On the Green Carpet is a 2001 North Korean film directed by Rim Chang-bom. The film's title refers to the turf of the stadium which annually hosts the May Day mass games in Pyongyang.

== Summary ==
The film is a romantic comedy, which involves a coach who is preparing a group of schoolchildren for the May Day mass games, and a former colleague who has now become his superior. She feels that he is being too demanding of his young performers, as the show he has devised requires a series of multiple somersaults. However, the children are willing to work as hard as necessary to please their leader, Kim Jong Il, and the film culminates in a lavish display of their abilities.

Everyday life in North Korea is presented as being pleasant and trouble-free, with no evidence of reported food shortages and an emphasis on the people's devotion to the "Dear Leader".

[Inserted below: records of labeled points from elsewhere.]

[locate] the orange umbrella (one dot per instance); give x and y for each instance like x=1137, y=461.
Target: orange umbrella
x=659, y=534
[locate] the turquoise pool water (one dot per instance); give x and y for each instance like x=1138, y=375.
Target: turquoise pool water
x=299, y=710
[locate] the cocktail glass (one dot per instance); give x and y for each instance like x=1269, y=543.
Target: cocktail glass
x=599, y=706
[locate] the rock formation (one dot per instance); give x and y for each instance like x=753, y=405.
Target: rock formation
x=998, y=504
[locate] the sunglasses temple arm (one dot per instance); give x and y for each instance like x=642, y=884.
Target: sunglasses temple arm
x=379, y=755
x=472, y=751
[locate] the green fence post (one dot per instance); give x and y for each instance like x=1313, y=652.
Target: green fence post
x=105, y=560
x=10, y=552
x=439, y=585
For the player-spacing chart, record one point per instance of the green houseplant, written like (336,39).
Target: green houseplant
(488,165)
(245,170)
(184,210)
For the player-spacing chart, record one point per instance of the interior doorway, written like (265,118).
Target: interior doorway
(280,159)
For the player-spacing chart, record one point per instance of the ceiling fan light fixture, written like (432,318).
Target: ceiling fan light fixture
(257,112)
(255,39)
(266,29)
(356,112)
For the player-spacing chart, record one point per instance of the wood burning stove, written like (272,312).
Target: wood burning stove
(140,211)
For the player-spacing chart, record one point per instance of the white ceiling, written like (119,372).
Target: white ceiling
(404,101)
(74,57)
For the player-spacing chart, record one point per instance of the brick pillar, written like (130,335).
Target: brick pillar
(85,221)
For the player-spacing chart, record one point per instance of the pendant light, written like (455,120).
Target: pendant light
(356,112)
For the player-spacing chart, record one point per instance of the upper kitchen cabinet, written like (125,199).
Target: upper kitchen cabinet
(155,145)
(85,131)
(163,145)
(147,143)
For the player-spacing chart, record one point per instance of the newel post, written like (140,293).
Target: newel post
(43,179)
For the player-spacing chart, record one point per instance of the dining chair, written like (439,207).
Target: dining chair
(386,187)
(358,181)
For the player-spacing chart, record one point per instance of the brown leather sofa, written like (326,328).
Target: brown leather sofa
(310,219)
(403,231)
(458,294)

== Festival screenings and critical response ==
On the Green Carpet was the first North Korean film to be invited to the Berlin International Film Festival, where it was screened in 2004 as a special one-off event. It had been chosen by the festival committee from a selection of ten films, and aroused a great deal of interest despite being shown without subtitles and with a German-language-only voice-over. The predominantly German audience who saw the film later criticized it for its "Nazi-style propaganda". Sheila Johnson of FIPRESCI regarded it as a "rare and fascinating curiosity", but noted: "On the Green Carpet, with its flat, high-key lighting, functional editing and over-fondness for the zoom lens, could have been made forty years ago; although the subject might be superficially similar, it was executed with none of the technical brilliance of a Leni Riefenstahl movie."

On the Green Carpet has previously been screened at the 23rd Moscow International Film Festival in 2001.